April 7, 2004
Recent readings have made me think again about a question I’ve chewed on for years, “Why make art? What is it good for?” I don’t think we’ll ever know. The compulsion to make pictures, sculptures, stories, or music has been part of being human since prehistoric times. What changes are the explanations we come up with to explain or justify our behavior. We have to come up with an explanation that will convince people to leave us alone so that we can keep making art. Or better yet, an explanation that will convince people to support us in making art. But if you dig deep enough, the truth that comes out of almost every artist is, “I have to – I can’t help it.” Maybe it’s some kind of soul virus.

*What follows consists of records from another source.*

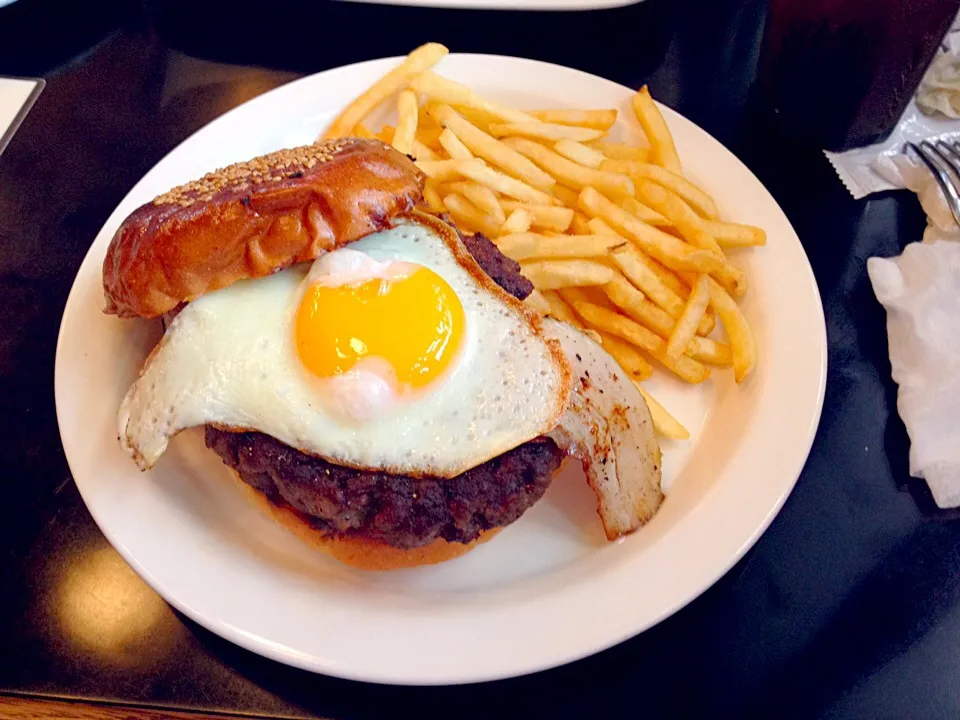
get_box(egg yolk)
[295,267,464,388]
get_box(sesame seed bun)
[103,138,423,318]
[230,470,501,570]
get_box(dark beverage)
[758,0,960,150]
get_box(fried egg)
[118,219,571,477]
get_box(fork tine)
[936,140,960,169]
[904,141,960,225]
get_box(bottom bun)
[230,469,500,570]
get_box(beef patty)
[206,225,564,548]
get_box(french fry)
[503,138,633,196]
[393,90,417,155]
[410,70,537,125]
[490,120,607,142]
[350,123,376,140]
[447,180,507,224]
[457,158,559,205]
[633,381,690,440]
[684,335,733,367]
[707,278,757,383]
[503,200,573,232]
[620,198,672,228]
[497,233,628,261]
[427,103,556,194]
[553,138,604,170]
[633,85,681,173]
[410,138,439,160]
[541,290,585,330]
[500,210,533,235]
[590,140,650,162]
[423,180,446,213]
[323,43,449,139]
[550,183,580,208]
[587,217,692,300]
[443,193,500,237]
[520,260,613,290]
[528,109,617,130]
[610,243,696,318]
[635,177,747,297]
[557,212,602,235]
[523,289,550,315]
[574,300,708,383]
[440,128,473,160]
[666,275,710,358]
[703,220,767,248]
[578,187,721,272]
[603,275,676,338]
[417,160,462,182]
[624,163,719,220]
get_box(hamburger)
[103,139,662,569]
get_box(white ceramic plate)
[56,55,826,684]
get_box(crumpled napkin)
[873,154,960,243]
[867,238,960,508]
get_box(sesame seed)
[153,138,371,207]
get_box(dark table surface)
[0,0,960,718]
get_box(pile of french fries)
[323,43,766,438]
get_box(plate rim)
[54,53,828,686]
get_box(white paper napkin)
[0,76,43,152]
[867,240,960,508]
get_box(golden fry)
[703,220,767,248]
[490,121,606,142]
[457,159,559,205]
[627,163,719,220]
[684,335,733,367]
[392,90,417,155]
[620,198,672,228]
[443,193,500,237]
[553,138,603,170]
[590,140,651,162]
[410,138,439,160]
[633,85,680,173]
[634,382,690,440]
[427,103,556,190]
[707,278,757,383]
[323,43,449,139]
[500,210,533,235]
[558,212,603,235]
[578,187,721,272]
[667,275,710,358]
[410,70,537,125]
[497,233,616,261]
[529,109,617,130]
[503,200,573,232]
[520,260,613,290]
[439,128,473,160]
[550,183,580,208]
[447,180,507,223]
[503,138,633,196]
[610,244,683,318]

Still, the way we explain it to ourselves influences the way we practice art. I’ve heard hundreds of justifications for making art (tried a few myself) and they seem to fall into three main categories:

1. Inner-directed, process oriented
2. Outer-directed, communication oriented
3. Commodity or goal oriented

Artists can shift between these categories, and hold more than one of these views at the same time (it’s the nature of the creative mind.) But I think the reasons for choosing and defending a particular view of art have more to do with the personality of the artist than the essential nature of Art.

My favorite examples of inner-directed, process oriented artists are Agnes Pelton and Chuck Close. Edward Hopper and Charles Burchfield are less obvious examples of artists who pursue personal visions with little or no concern over “interpretations” by the viewer.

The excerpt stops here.